Adventures in Enormous Lucene Indexes on AIX

I have been working hard over the last several weeks to port our system at work from our x86 Linux development environment to the PowerPC AIX production environment. Fortunately for us, most of the platform differences are well hidden because our code is generally platform independent: Java, XSLT, and JavaScript. There are a few cases where we make calls to a JNI library, but the libraries exist and are supported for the varying platforms, and we have had no trouble with those.

What we unexpectedly had trouble with, though, was our fulltext Lucene index. Weighing in at a massive 55 GB, and only expected to get bigger, we were duly impressed at our development environment’s ability to process the index with no hiccups, in addition to consistently speedy search times. When I moved it to AIX, however, something went amiss. We started receiving this exception, which the stack trace revealed was coming from Lucene’s index reading code:

java.io.IOException: Unknown format version:-16056063

We confirmed with MD5 hashes that the files were identical in both environments, and we confirmed that the Lucene libraries were all correct.
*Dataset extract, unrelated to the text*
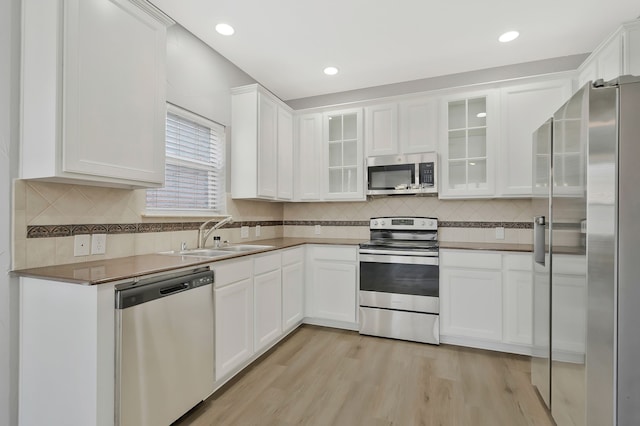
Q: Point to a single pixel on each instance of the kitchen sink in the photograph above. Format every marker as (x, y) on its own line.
(197, 253)
(217, 252)
(244, 247)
That left us with some obscure platform difference we had to track down.

Using a smaller test index, we were able to confirm that Lucene was able to successfully open an index on AIX, confirming Lucene’s own touted endian agnosticism. We also lifted file write size ulimits on certain users to confirm that that limit didn’t unintentionally affect the ability to read files as well.

Finally, we discovered through some documentation (of all places!) that 32-bit IBM programs are limited to file reads of no more than ~2 GB - that magic 2^31 - 1 limit - and our Java virtual machine was only 32-bit! Simply upgrading to the 64-bit JVM solved the problem.
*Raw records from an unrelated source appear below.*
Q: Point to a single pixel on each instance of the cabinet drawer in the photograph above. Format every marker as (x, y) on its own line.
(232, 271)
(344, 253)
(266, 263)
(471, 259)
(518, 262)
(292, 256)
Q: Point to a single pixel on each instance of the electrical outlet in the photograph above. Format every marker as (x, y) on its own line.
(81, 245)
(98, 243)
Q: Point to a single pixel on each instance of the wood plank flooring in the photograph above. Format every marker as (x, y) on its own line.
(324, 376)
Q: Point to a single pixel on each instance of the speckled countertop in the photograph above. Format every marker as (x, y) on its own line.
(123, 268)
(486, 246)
We hadn’t thought of this because we were using a 32-bit JVM in development, with no problems, but the crucial difference is that it was the Sun JVM. We later installed the 32-bit IBM JVM onto a development environment and confirmed that it cannot open our index file there, either. Notably, however, it provided a much more useful error message:

java.io.IOException: Value too large for defined data type at java.io.RandomAccessFile.length(Native Method) at org.apache.lucene.store.FSIndexInput.(FSDirectory.java:440)
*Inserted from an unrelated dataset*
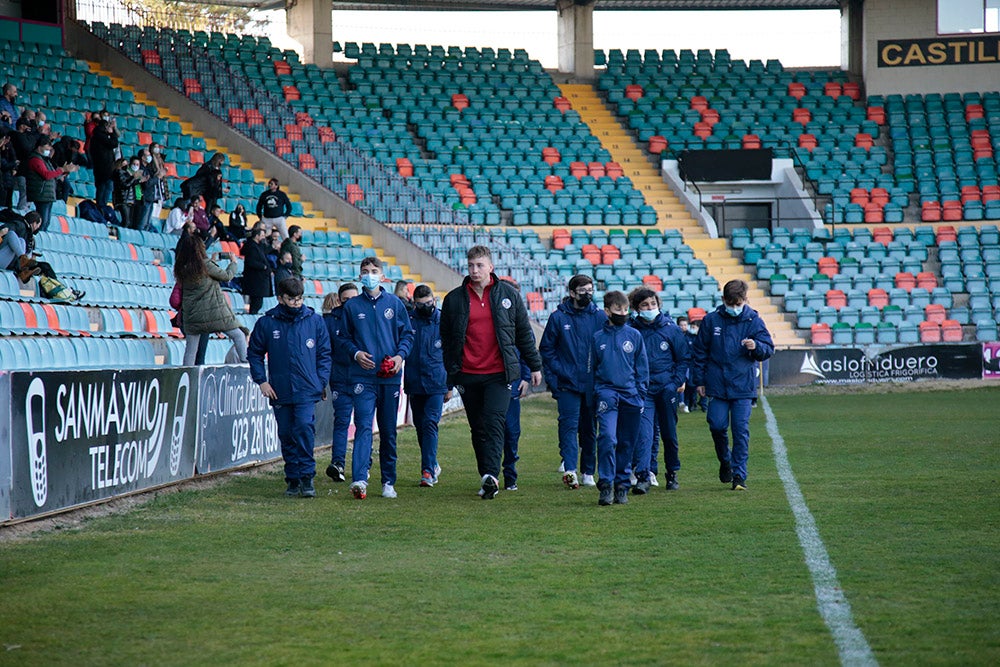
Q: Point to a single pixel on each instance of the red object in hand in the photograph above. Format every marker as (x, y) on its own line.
(386, 368)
Rather than throwing an IOException from the java.io code, the IBM JVM on AIX simply returned bogus data. This caused Lucene’s index reader to throw an exception because, coincidentally, the number it was trying to read at that magic signed integer limit was expected to be a file version number. It was expecting to see -1, but instead got -16056063.

And so everything seems to running swimmingly now. The moral of the story is: Beware of big files on 32-bit machines.